Abstract

During the total solar eclipses on 11 August 1999 in Kecel (Hungary) and on 29 March 2006 in Side (Turkey), two Hungarian groups performed full-sky imaging polarimetric measurements of the eclipsed sky. They observed the spatiotemporal change of the celestial polarization pattern and detected three polarization neutral points as well as two points with maximal polarization of the sky. Parallel to these studies, the polarization pattern in front of the lunar disc, the solar corona, and the surrounding sky have also been measured. During the total solar eclipse on 21 August 2017 in the USA (Rexburg-Idaho, Madras-Oregon), three American/international groups have measured the polarization characteristics of the full sky and the solar corona. The first group observed the spatiotemporal variation of the celestial polarization pattern, and the second group detected three polarization neutral points of the sky and observed two neutral points of the solar corona. The latter were named as Minnaert and van de Hulst neutral points. The third group observed two neutral points of the lunar disc.

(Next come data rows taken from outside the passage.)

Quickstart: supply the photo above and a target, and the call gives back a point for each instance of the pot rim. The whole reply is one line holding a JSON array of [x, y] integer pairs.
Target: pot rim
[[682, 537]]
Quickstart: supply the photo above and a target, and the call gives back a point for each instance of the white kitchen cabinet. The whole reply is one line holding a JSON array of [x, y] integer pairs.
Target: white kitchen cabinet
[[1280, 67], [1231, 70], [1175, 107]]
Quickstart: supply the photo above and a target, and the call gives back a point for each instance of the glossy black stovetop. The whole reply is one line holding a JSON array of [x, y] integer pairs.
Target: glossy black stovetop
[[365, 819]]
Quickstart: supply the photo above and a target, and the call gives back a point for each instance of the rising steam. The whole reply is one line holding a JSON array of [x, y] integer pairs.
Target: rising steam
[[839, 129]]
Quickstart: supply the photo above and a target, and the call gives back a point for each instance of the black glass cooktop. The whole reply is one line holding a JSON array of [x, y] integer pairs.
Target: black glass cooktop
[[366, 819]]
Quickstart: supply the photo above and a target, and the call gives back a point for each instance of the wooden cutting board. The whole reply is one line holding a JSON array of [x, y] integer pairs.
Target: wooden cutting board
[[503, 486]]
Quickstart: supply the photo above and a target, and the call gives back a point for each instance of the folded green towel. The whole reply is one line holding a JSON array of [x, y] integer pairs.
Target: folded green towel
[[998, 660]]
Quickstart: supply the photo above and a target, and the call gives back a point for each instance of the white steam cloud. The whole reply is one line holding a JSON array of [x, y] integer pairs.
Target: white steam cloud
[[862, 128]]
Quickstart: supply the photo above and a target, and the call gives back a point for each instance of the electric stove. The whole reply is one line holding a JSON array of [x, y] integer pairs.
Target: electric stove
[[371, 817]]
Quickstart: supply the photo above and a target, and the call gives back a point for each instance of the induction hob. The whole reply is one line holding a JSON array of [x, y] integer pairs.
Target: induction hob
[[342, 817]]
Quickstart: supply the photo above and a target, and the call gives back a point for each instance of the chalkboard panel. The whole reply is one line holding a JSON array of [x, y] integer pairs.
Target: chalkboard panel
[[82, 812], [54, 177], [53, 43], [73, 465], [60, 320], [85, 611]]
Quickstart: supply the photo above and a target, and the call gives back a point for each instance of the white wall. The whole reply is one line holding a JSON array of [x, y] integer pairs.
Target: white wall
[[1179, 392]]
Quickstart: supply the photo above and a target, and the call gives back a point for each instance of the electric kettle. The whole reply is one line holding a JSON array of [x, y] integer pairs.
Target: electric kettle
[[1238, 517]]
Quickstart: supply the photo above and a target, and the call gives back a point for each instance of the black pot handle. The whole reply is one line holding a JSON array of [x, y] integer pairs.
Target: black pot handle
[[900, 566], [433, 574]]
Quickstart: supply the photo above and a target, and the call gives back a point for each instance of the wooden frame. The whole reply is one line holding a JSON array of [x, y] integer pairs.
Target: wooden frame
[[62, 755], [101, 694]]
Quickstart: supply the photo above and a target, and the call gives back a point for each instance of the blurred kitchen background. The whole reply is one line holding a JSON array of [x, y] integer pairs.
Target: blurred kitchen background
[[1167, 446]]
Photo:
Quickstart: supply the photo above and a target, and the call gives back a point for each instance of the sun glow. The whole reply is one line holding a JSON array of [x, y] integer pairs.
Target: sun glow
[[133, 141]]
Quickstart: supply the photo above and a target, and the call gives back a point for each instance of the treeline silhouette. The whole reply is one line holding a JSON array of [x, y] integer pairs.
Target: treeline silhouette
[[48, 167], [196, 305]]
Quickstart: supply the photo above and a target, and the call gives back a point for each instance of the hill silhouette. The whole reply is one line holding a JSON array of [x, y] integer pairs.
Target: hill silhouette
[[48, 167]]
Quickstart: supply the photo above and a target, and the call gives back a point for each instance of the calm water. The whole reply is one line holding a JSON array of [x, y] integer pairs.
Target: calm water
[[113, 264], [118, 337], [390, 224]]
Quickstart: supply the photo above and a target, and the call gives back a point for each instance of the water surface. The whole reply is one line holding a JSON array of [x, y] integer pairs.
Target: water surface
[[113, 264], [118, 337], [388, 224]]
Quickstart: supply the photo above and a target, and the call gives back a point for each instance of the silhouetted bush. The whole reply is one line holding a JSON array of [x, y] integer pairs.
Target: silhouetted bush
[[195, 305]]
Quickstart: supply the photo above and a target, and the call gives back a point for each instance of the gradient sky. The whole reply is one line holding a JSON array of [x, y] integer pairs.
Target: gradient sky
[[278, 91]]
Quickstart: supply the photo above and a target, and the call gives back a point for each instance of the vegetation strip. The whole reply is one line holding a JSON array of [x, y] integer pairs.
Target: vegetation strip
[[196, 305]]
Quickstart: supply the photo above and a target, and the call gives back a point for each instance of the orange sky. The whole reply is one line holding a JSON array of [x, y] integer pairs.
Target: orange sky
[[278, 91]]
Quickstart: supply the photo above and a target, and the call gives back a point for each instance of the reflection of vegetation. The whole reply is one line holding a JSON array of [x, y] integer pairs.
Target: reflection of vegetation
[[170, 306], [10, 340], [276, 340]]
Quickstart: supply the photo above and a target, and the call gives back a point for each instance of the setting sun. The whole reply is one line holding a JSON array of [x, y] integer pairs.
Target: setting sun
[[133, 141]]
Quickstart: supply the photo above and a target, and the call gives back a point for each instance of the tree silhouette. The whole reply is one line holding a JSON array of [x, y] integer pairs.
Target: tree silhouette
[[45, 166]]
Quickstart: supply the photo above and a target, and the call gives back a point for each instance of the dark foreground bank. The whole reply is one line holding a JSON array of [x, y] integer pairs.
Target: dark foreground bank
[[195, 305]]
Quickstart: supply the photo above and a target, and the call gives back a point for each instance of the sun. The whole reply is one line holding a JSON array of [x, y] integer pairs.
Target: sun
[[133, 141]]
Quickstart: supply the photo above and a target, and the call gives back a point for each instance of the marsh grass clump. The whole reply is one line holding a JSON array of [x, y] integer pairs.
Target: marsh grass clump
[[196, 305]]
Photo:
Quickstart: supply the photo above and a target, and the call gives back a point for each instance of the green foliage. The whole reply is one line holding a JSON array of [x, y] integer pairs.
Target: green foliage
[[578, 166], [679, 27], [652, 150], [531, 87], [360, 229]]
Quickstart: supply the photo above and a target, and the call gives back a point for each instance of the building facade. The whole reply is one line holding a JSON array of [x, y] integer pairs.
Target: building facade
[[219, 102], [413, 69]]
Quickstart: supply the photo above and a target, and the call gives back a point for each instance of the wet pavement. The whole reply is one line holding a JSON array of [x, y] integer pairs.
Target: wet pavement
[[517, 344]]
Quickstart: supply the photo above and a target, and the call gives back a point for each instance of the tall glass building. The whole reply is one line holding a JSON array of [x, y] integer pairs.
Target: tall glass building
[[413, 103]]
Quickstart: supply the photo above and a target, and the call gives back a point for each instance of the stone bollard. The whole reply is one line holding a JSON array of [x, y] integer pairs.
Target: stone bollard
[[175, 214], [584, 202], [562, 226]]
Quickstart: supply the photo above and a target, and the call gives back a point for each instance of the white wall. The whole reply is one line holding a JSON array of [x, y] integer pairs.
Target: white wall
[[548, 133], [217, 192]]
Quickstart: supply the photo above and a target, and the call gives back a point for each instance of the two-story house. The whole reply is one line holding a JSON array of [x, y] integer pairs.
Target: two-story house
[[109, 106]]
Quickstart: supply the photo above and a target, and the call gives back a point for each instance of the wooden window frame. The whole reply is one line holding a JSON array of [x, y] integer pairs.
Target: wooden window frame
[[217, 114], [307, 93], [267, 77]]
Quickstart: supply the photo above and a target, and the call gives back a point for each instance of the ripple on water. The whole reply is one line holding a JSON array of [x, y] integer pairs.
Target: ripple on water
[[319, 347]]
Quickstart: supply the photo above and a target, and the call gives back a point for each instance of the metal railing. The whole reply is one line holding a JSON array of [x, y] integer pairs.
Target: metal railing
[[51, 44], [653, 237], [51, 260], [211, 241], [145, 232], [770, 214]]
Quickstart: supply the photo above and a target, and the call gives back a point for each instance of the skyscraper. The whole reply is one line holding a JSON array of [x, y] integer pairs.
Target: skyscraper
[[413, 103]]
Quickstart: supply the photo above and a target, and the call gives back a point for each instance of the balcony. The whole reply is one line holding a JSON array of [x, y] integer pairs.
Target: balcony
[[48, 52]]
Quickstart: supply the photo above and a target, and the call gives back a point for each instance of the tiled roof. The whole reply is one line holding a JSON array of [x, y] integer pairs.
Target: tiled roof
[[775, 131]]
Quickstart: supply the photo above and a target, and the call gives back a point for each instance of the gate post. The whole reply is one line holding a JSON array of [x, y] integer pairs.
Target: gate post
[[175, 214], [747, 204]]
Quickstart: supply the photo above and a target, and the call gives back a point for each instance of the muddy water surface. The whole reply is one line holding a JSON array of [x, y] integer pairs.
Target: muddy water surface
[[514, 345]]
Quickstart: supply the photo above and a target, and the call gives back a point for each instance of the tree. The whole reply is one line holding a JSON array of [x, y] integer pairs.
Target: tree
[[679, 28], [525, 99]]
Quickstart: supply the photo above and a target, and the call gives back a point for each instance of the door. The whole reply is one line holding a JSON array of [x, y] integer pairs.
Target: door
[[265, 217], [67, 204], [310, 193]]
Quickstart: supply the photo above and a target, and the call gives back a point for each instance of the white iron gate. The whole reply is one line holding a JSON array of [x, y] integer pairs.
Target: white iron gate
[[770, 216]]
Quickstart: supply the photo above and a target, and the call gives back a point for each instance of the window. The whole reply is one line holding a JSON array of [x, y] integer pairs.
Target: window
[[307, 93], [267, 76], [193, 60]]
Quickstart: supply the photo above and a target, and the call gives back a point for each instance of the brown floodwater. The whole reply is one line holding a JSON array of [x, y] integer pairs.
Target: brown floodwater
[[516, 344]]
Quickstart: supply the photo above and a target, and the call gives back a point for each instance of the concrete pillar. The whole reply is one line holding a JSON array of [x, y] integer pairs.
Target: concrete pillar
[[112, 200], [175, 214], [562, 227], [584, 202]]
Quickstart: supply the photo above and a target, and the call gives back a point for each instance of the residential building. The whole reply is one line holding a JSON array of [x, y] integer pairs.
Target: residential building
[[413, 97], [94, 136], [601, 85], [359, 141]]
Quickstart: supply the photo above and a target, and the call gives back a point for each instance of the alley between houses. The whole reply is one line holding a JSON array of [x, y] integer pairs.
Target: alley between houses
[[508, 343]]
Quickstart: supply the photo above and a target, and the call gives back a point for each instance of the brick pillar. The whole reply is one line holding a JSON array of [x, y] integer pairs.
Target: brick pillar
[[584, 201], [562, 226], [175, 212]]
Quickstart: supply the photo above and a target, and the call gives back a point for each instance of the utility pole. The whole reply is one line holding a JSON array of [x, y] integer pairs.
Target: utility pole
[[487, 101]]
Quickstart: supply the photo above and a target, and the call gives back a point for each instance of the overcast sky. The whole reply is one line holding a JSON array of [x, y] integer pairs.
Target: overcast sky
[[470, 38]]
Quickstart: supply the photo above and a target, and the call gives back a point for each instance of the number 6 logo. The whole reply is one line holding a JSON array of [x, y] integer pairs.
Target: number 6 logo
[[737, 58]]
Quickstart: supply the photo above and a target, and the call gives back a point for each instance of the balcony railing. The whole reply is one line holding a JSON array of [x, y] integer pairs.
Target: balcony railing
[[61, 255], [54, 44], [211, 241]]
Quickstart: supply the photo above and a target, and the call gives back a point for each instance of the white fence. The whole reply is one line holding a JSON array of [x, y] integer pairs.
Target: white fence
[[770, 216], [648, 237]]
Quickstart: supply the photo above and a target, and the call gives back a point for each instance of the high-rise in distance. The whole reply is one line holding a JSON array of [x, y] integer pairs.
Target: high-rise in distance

We have reanalyzed the earlier polarization patterns of the lunar disc, solar corona, and the surrounding sky measured during the Hungarian total eclipse on 11 August 1999. In these reanalyzed polarization patterns, all four neutral points observed during the eclipse on 21 August 2017 in the USA occur: the Minnaert/van de Hulst neutral point pair above/below the eclipsed Sun, where coronal polarization is canceled by sky polarization, and the northern and southern (unnamed) neutral points of the lunar disc, where the directions of polarization of coronal light and foreground skylight are perpendicular to each other with the same polarized intensity. We name the latter two polarization neutral points after Coulson and Vorobiev.